How do I drink Justice? or, Odds n’ Ends
I have Jury Duty on Friday.
On the one hand, I’m a little excited, because Jury Duty is part of being a Real Adult and a Productive Citizen; on the other hand, oh, god, I’m going to listen to people debate traffic law for eight hours. It’s times like these I wish I’d spent my geek money on something a bit more portable than the hulking gaming brick currently sitting at my doorstep (yes, I’ve been checking Amazon Shipping all day).
But something struck me as I pondered my inevitable boredom: what kind of drink can I write about after being in Jury Duty all day? What epitomizes our justice system in a single glass of booze? I’m at a loss. Maybe something interminable, like an unpleasantly strong bitter cocktail that takes a million wincing sips to finish; something somehow flawed but still better than a lot of things, like a really good mixer missing one ingredient; something blind, like, uh, wood alcohol? I can’t decide. I hope one of you has a suggestion.

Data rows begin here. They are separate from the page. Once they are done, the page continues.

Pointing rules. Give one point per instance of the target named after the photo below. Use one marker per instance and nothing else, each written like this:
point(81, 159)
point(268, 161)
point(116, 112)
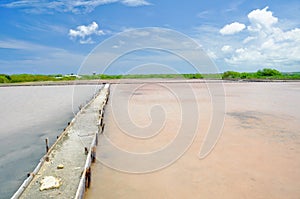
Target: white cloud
point(270, 45)
point(261, 19)
point(135, 3)
point(78, 6)
point(232, 28)
point(227, 49)
point(84, 32)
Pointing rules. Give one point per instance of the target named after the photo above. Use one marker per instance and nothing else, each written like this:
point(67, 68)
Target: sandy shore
point(257, 155)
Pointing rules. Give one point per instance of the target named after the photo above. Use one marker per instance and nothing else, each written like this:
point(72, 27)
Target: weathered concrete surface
point(69, 151)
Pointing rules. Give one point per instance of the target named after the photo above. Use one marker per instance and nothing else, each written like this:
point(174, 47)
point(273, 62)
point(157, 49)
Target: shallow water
point(256, 156)
point(28, 116)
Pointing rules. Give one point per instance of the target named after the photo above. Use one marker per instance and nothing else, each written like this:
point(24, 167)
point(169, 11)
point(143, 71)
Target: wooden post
point(47, 145)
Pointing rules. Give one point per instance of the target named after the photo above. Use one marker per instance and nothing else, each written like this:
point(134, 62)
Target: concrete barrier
point(28, 180)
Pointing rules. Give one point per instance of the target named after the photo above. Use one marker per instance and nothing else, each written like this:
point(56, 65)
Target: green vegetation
point(144, 76)
point(32, 78)
point(266, 74)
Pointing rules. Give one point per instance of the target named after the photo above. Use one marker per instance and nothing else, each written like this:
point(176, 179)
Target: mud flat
point(257, 155)
point(68, 152)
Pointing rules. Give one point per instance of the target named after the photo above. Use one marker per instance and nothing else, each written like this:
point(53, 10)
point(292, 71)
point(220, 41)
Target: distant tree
point(268, 72)
point(231, 75)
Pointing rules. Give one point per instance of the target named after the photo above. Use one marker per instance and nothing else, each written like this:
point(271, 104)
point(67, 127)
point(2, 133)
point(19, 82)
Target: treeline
point(144, 76)
point(266, 73)
point(32, 78)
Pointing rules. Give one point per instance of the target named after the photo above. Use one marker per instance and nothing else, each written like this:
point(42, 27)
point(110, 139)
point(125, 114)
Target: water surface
point(28, 115)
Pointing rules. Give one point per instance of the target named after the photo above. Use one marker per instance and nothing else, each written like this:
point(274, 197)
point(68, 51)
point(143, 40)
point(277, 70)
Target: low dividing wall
point(29, 186)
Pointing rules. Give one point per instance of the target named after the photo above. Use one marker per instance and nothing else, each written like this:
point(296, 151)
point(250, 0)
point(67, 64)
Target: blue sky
point(57, 36)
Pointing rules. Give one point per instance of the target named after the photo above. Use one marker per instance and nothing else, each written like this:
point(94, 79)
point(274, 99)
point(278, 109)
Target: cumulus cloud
point(227, 49)
point(266, 44)
point(232, 28)
point(261, 19)
point(75, 6)
point(84, 33)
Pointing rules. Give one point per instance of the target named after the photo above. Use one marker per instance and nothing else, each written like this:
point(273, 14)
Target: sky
point(63, 36)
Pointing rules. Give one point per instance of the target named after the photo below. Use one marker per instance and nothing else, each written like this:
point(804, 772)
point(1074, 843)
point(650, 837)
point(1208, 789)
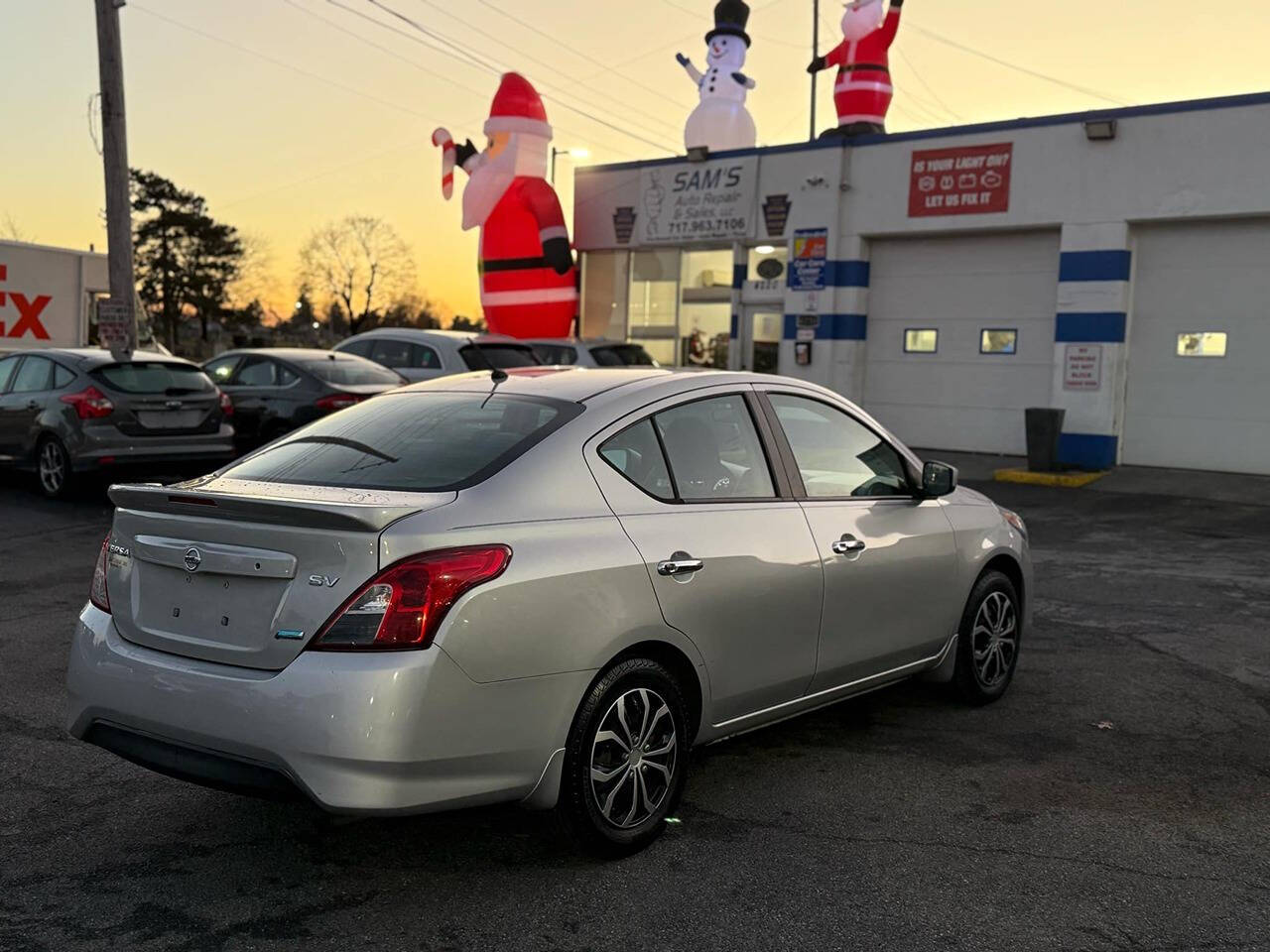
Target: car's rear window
point(349, 372)
point(484, 357)
point(423, 442)
point(154, 377)
point(622, 356)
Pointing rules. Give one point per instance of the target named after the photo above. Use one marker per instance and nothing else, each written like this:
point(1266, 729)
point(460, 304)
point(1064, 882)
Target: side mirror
point(938, 479)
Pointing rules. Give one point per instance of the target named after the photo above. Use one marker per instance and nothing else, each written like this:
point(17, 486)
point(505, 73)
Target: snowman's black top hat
point(730, 19)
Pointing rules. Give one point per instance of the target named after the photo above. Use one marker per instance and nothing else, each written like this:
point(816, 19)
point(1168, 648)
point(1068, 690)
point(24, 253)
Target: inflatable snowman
point(720, 121)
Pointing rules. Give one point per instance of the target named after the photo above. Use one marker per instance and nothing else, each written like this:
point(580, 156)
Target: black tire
point(644, 688)
point(987, 647)
point(54, 474)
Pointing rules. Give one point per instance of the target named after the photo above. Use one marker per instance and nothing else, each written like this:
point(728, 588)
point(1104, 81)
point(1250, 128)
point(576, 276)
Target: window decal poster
point(810, 259)
point(964, 180)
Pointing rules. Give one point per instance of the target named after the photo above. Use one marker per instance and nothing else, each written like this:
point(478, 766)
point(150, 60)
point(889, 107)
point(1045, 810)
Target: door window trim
point(790, 461)
point(783, 492)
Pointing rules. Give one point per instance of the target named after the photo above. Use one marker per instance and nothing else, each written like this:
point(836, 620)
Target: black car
point(64, 412)
point(276, 390)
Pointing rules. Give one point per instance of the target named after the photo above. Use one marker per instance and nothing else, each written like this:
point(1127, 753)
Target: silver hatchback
point(543, 587)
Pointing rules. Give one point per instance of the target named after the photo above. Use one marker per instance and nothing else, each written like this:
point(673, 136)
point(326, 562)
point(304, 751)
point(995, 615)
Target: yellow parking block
point(1069, 480)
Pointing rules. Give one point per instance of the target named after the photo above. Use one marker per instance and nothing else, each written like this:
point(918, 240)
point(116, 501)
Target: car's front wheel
point(988, 644)
point(626, 760)
point(53, 467)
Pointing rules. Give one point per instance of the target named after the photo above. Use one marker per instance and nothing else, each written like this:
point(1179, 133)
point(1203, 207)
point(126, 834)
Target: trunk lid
point(244, 572)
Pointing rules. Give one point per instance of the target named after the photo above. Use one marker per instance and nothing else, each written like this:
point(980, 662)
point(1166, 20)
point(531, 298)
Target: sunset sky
point(289, 113)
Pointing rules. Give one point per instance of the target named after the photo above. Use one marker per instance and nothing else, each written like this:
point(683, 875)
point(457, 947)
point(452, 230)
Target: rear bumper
point(105, 443)
point(388, 733)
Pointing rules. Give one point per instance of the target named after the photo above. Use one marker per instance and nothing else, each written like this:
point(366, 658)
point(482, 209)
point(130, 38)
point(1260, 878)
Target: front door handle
point(848, 544)
point(680, 563)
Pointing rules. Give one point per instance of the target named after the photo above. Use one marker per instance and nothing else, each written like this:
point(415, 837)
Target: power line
point(281, 63)
point(422, 42)
point(540, 61)
point(928, 85)
point(458, 50)
point(1008, 64)
point(580, 55)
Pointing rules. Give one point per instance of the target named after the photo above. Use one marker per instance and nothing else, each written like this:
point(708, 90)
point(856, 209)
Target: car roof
point(456, 336)
point(96, 356)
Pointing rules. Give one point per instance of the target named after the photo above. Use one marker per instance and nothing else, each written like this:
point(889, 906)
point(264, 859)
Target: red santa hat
point(517, 108)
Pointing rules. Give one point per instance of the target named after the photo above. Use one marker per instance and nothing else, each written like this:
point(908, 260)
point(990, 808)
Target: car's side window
point(362, 348)
point(391, 353)
point(33, 376)
point(257, 372)
point(714, 451)
point(221, 370)
point(7, 367)
point(636, 454)
point(838, 456)
point(63, 376)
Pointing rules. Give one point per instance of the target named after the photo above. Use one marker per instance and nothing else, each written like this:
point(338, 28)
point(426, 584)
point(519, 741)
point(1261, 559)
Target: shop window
point(604, 289)
point(767, 263)
point(998, 340)
point(1202, 344)
point(922, 340)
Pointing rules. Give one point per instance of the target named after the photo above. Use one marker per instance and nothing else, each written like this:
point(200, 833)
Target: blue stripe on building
point(1105, 327)
point(1088, 451)
point(833, 326)
point(1095, 266)
point(839, 275)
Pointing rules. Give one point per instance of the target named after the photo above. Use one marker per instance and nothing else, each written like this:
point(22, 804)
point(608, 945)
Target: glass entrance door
point(761, 348)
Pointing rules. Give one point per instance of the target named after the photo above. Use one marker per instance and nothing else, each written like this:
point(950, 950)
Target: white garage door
point(959, 287)
point(1201, 412)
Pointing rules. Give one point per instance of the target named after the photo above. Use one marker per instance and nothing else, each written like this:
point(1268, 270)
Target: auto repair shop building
point(1115, 264)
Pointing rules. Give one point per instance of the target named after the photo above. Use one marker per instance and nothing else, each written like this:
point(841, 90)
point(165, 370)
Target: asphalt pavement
point(1116, 798)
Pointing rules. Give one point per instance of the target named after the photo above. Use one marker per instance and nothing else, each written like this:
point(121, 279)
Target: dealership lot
point(1119, 797)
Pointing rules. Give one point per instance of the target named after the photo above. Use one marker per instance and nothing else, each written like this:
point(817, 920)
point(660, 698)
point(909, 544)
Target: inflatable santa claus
point(527, 278)
point(862, 91)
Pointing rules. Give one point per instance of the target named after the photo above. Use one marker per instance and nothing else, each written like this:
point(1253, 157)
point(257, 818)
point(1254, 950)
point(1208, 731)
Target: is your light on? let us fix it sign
point(962, 180)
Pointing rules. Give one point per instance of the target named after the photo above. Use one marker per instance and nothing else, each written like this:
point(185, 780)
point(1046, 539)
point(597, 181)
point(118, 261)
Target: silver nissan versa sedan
point(540, 585)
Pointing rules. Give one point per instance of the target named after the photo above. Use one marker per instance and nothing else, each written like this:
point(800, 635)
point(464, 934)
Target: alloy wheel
point(994, 639)
point(53, 467)
point(633, 758)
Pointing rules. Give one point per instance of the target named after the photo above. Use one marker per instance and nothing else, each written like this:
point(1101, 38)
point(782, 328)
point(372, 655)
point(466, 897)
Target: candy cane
point(445, 143)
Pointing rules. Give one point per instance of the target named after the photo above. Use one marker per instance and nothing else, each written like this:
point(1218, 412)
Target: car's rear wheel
point(53, 467)
point(626, 760)
point(988, 643)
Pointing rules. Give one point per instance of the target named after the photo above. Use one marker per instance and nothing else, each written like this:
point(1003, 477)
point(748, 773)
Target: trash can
point(1044, 425)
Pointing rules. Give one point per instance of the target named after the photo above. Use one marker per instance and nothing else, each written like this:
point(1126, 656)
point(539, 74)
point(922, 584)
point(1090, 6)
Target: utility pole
point(816, 53)
point(114, 153)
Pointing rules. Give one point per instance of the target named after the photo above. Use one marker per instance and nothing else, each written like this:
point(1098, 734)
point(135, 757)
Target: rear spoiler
point(322, 509)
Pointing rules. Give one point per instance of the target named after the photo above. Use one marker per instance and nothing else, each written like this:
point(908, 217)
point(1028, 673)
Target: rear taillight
point(89, 404)
point(96, 593)
point(338, 402)
point(403, 606)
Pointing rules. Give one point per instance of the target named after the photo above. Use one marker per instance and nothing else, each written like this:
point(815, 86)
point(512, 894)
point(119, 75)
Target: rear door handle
point(848, 544)
point(680, 563)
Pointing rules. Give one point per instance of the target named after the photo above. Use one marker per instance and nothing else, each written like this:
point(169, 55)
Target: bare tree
point(359, 263)
point(12, 231)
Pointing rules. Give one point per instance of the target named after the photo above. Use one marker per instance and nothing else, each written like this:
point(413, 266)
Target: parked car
point(66, 412)
point(277, 390)
point(427, 354)
point(536, 585)
point(595, 352)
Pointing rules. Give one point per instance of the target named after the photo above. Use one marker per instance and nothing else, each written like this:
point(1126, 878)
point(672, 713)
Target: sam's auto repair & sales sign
point(964, 180)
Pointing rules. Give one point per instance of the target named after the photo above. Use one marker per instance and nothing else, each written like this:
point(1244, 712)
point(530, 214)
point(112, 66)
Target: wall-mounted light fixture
point(1100, 130)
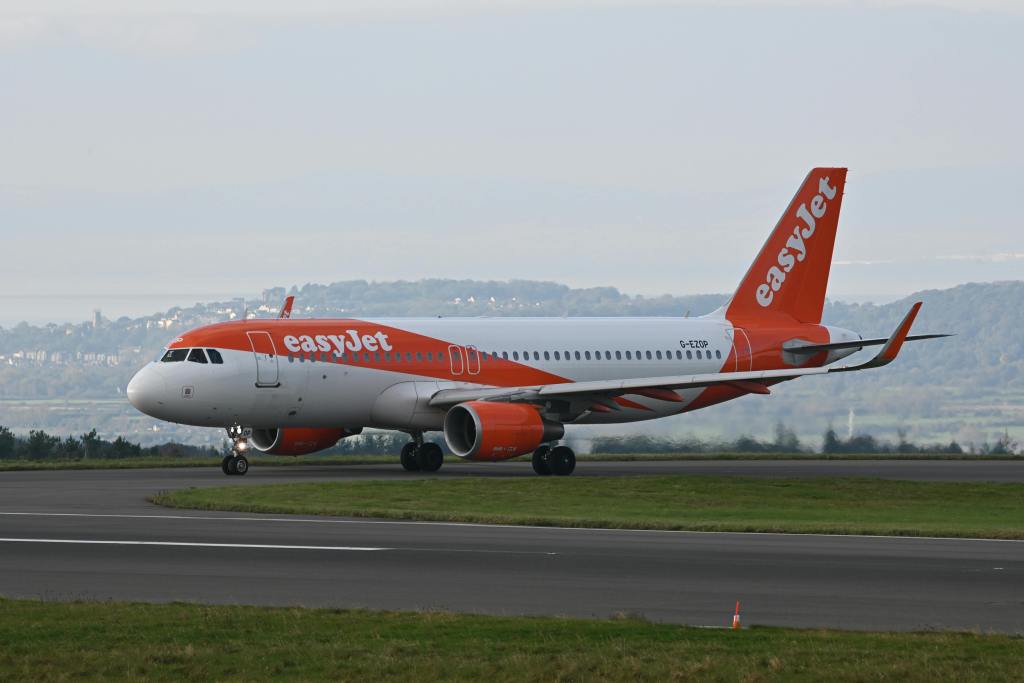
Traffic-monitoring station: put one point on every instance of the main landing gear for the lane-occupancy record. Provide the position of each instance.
(237, 462)
(420, 456)
(559, 461)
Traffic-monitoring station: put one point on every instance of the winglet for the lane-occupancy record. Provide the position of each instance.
(892, 345)
(286, 308)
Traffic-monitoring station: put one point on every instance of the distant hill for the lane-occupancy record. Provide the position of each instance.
(968, 387)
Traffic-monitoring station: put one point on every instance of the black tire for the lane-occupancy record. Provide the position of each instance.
(541, 465)
(430, 457)
(409, 460)
(561, 460)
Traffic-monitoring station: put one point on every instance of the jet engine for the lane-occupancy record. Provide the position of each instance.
(481, 430)
(297, 440)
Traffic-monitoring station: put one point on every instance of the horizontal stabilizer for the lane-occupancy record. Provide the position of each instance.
(811, 349)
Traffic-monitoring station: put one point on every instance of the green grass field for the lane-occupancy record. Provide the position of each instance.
(47, 641)
(697, 503)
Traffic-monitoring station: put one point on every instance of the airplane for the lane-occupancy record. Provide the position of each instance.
(502, 387)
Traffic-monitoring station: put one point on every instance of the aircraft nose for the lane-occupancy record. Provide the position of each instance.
(146, 391)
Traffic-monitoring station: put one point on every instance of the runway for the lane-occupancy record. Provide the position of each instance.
(90, 535)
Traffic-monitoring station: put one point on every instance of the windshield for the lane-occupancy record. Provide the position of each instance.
(175, 355)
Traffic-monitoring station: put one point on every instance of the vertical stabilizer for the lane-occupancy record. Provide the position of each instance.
(788, 278)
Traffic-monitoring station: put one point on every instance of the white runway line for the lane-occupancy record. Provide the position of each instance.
(509, 527)
(188, 545)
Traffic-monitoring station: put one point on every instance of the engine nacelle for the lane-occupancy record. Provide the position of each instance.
(481, 430)
(297, 440)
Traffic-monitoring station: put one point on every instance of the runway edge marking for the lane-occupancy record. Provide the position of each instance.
(407, 522)
(91, 542)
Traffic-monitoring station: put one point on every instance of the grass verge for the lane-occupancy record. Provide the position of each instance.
(317, 461)
(44, 641)
(694, 503)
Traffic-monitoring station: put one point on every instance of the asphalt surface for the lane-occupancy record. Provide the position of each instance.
(91, 535)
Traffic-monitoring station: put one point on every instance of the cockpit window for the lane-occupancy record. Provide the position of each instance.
(175, 355)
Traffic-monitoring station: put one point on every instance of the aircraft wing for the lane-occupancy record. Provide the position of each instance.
(660, 387)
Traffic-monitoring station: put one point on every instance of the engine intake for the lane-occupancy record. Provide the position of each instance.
(297, 440)
(481, 430)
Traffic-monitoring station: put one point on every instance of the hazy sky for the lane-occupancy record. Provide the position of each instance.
(162, 153)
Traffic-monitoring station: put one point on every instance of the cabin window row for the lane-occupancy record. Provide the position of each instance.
(429, 356)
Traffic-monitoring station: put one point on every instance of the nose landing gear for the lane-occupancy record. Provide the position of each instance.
(237, 463)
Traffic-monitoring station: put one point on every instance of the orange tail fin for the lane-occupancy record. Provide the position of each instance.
(788, 278)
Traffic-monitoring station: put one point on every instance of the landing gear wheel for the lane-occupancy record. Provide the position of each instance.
(541, 465)
(430, 457)
(409, 460)
(561, 460)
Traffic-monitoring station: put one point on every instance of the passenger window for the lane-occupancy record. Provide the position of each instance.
(175, 355)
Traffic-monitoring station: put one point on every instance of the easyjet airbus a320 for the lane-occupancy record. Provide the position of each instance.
(504, 387)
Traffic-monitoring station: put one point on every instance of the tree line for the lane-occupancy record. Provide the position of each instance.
(41, 445)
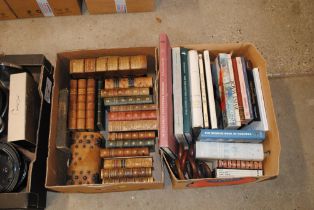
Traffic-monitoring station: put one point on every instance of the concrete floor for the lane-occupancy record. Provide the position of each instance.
(282, 30)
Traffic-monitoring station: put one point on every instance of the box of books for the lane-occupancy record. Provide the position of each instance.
(105, 122)
(220, 123)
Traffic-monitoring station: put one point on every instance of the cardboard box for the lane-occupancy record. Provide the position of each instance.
(57, 159)
(119, 6)
(41, 8)
(33, 196)
(272, 142)
(5, 11)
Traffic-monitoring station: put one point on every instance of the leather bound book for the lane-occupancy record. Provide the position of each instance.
(129, 82)
(134, 115)
(72, 105)
(131, 135)
(138, 62)
(101, 64)
(81, 104)
(128, 180)
(137, 125)
(90, 65)
(85, 163)
(124, 152)
(90, 104)
(143, 162)
(76, 65)
(125, 173)
(125, 92)
(124, 63)
(112, 63)
(134, 107)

Oh, and in other news, eating food might kill us. Yes, again. Fortunately for those of you affected by the recall, we’ve got plenty of chicken burger recipes like this one to tide you over until all the germs go away. Bagged salad and spinach lovers are currently on probation.
Lastly: what should I eat to christen my new car? I’m thinking black bean quesadillas, because my car is black and looks delicious.
-Jim is somewhat random today, isn’t he?